Monday, September 9, 2013

GPH-MILF Independent Commission on Policing to be invited in KL meeting

From the MILF Website (Sep 9): GPH-MILF Independent Commission on Policing to be invited in KL meeting



Members of the Independent Commission on Policing (ICP) will be invited to the forthcoming meeting of the peace panels of the Government of the Philippines (GPH) and the Moro Islamic Liberation Front (MILF) in Kuala Lumpur tomorrow.
  
Jun Mantawil, head of the MILF peace panel secretariat, told Luwaran before he flew to Manila enroute to Kuala Lumpur last September 6 that the MILF will also try to bring along them their nominees for ICP.

He confirmed that the MILF had already appointed their two representatives to the ICP, one a senior police officer and now retired and the other is a senior military commander of the MILF who served in the Coordinating Committee on the Cessation of Hostilities (CCCH).

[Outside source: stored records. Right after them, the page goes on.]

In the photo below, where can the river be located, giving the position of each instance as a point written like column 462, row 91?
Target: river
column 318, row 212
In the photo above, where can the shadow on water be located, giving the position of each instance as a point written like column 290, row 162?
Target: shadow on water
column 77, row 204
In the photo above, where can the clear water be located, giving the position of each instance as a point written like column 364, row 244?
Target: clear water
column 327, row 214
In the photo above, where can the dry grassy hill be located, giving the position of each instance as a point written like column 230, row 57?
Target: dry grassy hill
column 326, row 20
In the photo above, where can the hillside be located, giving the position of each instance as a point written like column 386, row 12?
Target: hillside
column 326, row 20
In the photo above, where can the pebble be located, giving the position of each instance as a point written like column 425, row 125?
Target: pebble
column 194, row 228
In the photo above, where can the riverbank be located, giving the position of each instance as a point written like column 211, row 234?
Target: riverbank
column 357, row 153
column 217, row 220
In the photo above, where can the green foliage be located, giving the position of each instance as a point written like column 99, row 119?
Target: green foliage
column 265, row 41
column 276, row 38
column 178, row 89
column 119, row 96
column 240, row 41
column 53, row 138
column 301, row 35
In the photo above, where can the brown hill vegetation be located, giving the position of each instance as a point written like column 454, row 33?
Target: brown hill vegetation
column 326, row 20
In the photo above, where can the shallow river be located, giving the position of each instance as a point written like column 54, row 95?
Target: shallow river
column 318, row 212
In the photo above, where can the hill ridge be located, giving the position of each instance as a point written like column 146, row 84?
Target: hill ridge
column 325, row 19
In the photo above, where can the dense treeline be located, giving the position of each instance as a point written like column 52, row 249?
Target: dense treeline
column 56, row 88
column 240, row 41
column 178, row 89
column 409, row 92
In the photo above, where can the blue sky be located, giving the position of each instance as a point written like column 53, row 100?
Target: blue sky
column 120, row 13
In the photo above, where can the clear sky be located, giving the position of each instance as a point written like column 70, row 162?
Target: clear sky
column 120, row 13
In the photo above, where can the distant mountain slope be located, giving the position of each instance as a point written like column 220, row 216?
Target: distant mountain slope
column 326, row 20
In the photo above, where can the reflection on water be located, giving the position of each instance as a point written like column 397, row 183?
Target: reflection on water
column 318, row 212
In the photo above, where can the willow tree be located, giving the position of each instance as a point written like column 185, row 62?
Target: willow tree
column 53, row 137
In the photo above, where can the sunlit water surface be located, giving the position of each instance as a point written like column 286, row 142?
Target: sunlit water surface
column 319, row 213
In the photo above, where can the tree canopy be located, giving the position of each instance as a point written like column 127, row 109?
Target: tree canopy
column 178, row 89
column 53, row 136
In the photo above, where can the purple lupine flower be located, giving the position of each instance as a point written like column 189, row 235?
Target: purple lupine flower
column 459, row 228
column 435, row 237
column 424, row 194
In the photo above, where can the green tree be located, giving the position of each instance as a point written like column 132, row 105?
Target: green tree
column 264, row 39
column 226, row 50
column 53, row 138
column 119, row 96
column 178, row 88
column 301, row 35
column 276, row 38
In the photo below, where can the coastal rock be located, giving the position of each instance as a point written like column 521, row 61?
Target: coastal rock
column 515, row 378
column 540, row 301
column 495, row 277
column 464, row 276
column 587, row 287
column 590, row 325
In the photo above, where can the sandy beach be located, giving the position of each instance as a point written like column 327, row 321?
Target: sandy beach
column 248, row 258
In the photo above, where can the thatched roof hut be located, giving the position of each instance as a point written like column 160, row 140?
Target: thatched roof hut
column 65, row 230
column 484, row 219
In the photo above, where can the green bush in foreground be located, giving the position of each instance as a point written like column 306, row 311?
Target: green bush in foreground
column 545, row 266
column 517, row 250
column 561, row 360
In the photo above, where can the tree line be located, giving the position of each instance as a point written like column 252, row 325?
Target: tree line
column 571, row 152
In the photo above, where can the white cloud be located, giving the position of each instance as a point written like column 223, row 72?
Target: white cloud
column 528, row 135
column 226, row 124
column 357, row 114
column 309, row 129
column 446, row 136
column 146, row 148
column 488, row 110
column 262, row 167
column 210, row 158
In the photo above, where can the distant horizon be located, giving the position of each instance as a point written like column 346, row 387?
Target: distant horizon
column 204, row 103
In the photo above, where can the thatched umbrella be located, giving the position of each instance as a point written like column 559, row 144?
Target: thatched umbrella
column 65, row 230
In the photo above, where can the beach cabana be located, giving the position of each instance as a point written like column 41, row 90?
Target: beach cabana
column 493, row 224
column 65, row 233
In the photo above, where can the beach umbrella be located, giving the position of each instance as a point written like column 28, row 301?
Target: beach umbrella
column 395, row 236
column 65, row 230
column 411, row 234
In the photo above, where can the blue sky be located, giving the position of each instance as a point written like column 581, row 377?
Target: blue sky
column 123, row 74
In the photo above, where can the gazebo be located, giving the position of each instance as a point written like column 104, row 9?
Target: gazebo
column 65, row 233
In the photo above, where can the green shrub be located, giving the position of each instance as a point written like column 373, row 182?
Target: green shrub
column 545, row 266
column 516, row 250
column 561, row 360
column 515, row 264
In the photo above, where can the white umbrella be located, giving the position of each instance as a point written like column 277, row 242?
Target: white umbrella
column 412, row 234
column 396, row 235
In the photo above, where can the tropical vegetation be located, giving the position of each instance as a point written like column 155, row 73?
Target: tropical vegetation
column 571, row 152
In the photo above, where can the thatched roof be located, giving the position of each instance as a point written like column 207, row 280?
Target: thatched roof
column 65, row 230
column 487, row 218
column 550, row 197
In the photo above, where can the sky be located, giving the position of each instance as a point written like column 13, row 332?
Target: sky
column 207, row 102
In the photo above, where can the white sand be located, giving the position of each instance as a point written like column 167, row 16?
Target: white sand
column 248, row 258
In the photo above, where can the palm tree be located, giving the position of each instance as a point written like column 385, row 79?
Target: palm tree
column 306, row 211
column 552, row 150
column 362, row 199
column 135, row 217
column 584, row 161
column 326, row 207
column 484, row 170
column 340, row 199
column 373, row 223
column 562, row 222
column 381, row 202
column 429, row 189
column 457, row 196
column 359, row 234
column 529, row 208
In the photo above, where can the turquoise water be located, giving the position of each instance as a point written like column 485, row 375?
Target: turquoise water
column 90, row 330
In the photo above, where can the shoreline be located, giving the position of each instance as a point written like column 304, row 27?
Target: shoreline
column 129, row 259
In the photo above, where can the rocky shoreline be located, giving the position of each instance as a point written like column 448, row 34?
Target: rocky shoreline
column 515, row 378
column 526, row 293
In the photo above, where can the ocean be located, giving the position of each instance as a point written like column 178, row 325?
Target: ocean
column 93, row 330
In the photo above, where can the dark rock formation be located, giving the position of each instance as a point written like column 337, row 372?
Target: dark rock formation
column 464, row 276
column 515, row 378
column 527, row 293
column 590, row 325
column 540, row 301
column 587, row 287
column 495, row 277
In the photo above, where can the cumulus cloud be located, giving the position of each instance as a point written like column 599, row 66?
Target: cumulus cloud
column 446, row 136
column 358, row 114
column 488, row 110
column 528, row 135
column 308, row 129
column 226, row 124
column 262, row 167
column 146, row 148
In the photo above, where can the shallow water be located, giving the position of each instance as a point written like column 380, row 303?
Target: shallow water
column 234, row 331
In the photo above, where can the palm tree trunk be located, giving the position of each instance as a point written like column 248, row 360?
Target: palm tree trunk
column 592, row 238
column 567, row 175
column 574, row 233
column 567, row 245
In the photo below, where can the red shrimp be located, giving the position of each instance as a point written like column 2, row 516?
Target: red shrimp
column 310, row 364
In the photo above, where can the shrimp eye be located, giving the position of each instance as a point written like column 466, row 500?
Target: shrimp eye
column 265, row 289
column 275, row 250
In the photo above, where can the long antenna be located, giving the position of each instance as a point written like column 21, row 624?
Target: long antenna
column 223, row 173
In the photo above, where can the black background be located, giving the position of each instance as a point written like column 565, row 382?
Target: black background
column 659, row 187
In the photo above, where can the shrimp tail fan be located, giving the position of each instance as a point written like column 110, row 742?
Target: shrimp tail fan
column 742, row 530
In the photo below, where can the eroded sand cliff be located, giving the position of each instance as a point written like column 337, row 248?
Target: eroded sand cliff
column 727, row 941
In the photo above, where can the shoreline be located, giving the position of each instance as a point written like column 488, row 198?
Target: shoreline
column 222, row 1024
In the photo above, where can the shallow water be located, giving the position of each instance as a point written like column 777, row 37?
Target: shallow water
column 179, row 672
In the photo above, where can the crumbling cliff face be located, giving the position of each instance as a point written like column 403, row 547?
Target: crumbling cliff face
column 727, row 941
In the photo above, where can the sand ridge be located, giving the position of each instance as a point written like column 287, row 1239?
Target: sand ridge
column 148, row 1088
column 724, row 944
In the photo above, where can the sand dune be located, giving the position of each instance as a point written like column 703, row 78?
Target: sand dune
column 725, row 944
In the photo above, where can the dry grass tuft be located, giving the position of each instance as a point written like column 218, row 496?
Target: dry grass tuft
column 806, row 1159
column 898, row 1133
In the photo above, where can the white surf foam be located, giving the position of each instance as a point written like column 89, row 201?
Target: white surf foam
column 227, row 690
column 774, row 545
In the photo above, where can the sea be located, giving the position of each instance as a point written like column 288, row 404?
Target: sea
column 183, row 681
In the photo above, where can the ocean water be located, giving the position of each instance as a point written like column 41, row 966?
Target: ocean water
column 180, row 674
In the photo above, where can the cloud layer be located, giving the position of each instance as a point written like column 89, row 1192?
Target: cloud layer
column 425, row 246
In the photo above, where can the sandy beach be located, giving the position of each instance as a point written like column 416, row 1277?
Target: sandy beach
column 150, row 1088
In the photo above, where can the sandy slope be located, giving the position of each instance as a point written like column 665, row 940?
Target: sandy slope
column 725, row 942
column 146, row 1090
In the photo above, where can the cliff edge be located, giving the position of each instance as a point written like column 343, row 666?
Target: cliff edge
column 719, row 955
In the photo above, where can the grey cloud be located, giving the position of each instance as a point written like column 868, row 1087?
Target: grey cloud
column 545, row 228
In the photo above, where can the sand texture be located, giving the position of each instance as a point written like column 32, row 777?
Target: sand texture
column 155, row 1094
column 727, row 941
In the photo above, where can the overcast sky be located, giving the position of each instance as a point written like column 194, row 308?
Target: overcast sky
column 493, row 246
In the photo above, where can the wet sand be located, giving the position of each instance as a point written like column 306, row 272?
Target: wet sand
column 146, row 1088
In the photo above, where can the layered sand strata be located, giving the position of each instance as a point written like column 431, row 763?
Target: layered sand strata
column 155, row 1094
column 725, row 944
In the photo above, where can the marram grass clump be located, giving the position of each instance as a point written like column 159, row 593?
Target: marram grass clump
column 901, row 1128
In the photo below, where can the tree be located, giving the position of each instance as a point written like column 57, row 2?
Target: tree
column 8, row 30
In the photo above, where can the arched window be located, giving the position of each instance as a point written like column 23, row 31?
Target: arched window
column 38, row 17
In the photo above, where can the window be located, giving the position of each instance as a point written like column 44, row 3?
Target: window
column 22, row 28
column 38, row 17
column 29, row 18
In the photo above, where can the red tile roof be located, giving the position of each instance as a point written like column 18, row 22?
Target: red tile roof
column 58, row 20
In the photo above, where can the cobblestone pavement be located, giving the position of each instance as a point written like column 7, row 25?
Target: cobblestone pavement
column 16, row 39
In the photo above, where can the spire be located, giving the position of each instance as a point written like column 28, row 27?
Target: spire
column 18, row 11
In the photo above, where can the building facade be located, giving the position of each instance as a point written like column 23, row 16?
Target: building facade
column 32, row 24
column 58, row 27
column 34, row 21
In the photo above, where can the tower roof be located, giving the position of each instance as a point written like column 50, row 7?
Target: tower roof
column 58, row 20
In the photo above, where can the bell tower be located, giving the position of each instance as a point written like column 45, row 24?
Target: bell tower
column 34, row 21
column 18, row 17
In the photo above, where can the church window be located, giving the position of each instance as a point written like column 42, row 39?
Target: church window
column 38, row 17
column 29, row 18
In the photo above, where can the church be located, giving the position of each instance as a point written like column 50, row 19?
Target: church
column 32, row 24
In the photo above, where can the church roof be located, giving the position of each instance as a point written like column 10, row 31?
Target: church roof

He said the members of the ICP shall be for the first time introduced to the parties before they start to work on the manner of organizing the Police for the Bangsamoro.

They will operate with a timeframe of six months and within this timeline they will have to make recommendations to the GPH and MILF peace panels, which will either adopt them altogether or make some amendments. After making their recommendations, they are deemed to have exited.

The parties agreed that Canada heads the ICP, which, in its letter to the two parties, did not accept the invitation but had actually named their nominee. Members of the ICP are Australia, another Asian countries, which is not yet named pending their formal acceptance of the offer from the MILF. Four more members, two each, come from the MILF and the GPH.

The nominee from Canada is reported to be an active police officer of the Royal Canadian Mounted Police.

In Canada, public-sector police forces are associated with and commissioned to the three levels of government: municipal, provincial, and federal. Constitutionally, law enforcement is a provincial responsibility, and most urban areas have been given the authority by the provinces to maintain their own police force. Some, such as the Toronto Police Service and the Service de police de la Ville de Montréal are commissioned to one particular city, Toronto and Montréal, respectively, while the Niagara Regional Police services all cities comprising the Regional Municipality of Niagara. All but three of Canada's provinces in turn, contract out their provincial law-enforcement responsibilities to the Royal Canadian Mounted Police, the national police force, which is commissioned to the federal level of government.